# No stickers



## Benjico (Feb 22, 2019)

Anyone around cairns happen to have a spare set of stickers, I have been waiting a month now and had them "Express post" stickers to me which have still not turned up, as I have hired a car to uber it so far has cost me over $1000 and still have not been able to make a single cent.


----------



## Vegeta09 (Feb 11, 2019)

Benjico said:


> Anyone around cairns happen to have a spare set of stickers, I have been waiting a month now and had them "Express post" stickers to me which have still not turned up, as I have hired a car to uber it so far has cost me over $1000 and still have not been able to make a single cent.


How are you managing to pay the lease?


----------



## Benjico (Feb 22, 2019)

Redirecting funds from other things


----------



## Max Arnold (Mar 24, 2017)

Benjico said:


> Anyone around cairns happen to have a spare set of stickers, I have been waiting a month now and had them "Express post" stickers to me which have still not turned up, as I have hired a car to uber it so far has cost me over $1000 and still have not been able to make a single cent.


Get them to send you them by Registered Post as Express Post is a joke.


----------



## Benjico (Feb 22, 2019)

set number 3 are on the way but when i called yesterday i finally got told the procedure is stickers are only sent out on wednesdays so hope either originals, 1st lot of "express post" get here before then. anyone think it is worth risking driving without them later at night?


----------



## Hugh G (Sep 22, 2016)

It appears to be a common problem up there in EFFINQ. Offering alcohol might improve your chances !
​​CAIRNS Car Stickers needed.​
" https://uberpeople.net/threads/cairns-car-stickers-needed.297077/post-4520006 "

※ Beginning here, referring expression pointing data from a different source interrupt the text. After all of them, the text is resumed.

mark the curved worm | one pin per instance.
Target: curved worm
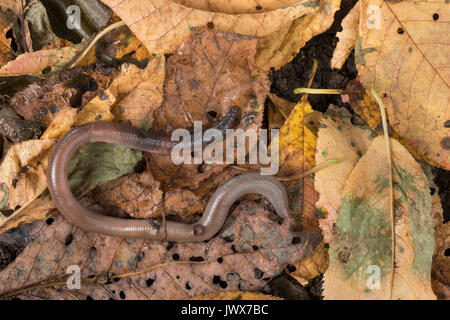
(216, 211)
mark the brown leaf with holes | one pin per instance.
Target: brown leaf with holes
(440, 271)
(41, 62)
(404, 54)
(22, 175)
(163, 25)
(142, 84)
(6, 53)
(281, 46)
(72, 89)
(212, 72)
(251, 249)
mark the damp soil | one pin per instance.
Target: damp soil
(293, 75)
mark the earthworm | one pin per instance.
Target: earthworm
(208, 225)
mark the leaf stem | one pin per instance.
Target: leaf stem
(391, 189)
(317, 91)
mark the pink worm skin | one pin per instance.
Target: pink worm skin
(215, 213)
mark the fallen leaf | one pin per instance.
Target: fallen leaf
(41, 62)
(361, 264)
(69, 89)
(145, 96)
(6, 53)
(163, 25)
(440, 272)
(347, 37)
(363, 103)
(338, 139)
(22, 174)
(238, 295)
(406, 60)
(297, 146)
(311, 266)
(137, 269)
(212, 72)
(237, 6)
(13, 5)
(281, 46)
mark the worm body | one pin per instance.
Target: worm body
(217, 208)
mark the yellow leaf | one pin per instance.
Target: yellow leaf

_Hey just seen this old Cairns thread and just thought id put it out there...._​​_Im waiting for my Uber stickers to arrive in post. Had hoped they'd be here by today but no luck..... Just wonderibg if anybody who lives in Cairns has a spare set of stickers i could pick up?? DTMR say you cant print your own and was hoping to get out this weekend!_​​*A 6 pack of beer awaits for your troubles.*​
" https://uberpeople.net/threads/cairns-ubering.238610/post-4520289 "


----------



## Benjico (Feb 22, 2019)

Hugh G said:


> It appears to be a common problem up there in EFFINQ. Offering alcohol might improve your chances !
> ​​CAIRNS Car Stickers needed.​
> " https://uberpeople.net/threads/cairns-car-stickers-needed.297077/post-4520006 "
> 
> ...


cool thank you, might print some up just to look legit and hope one of the 3 sets i have ordered turn up, i did get out for 3 hours last night to get a feel for what i am in for and really liked it and with having done night shift in a taxi for 12 months dont have an issue with drunk people late at night, started midnight went till 3:30


----------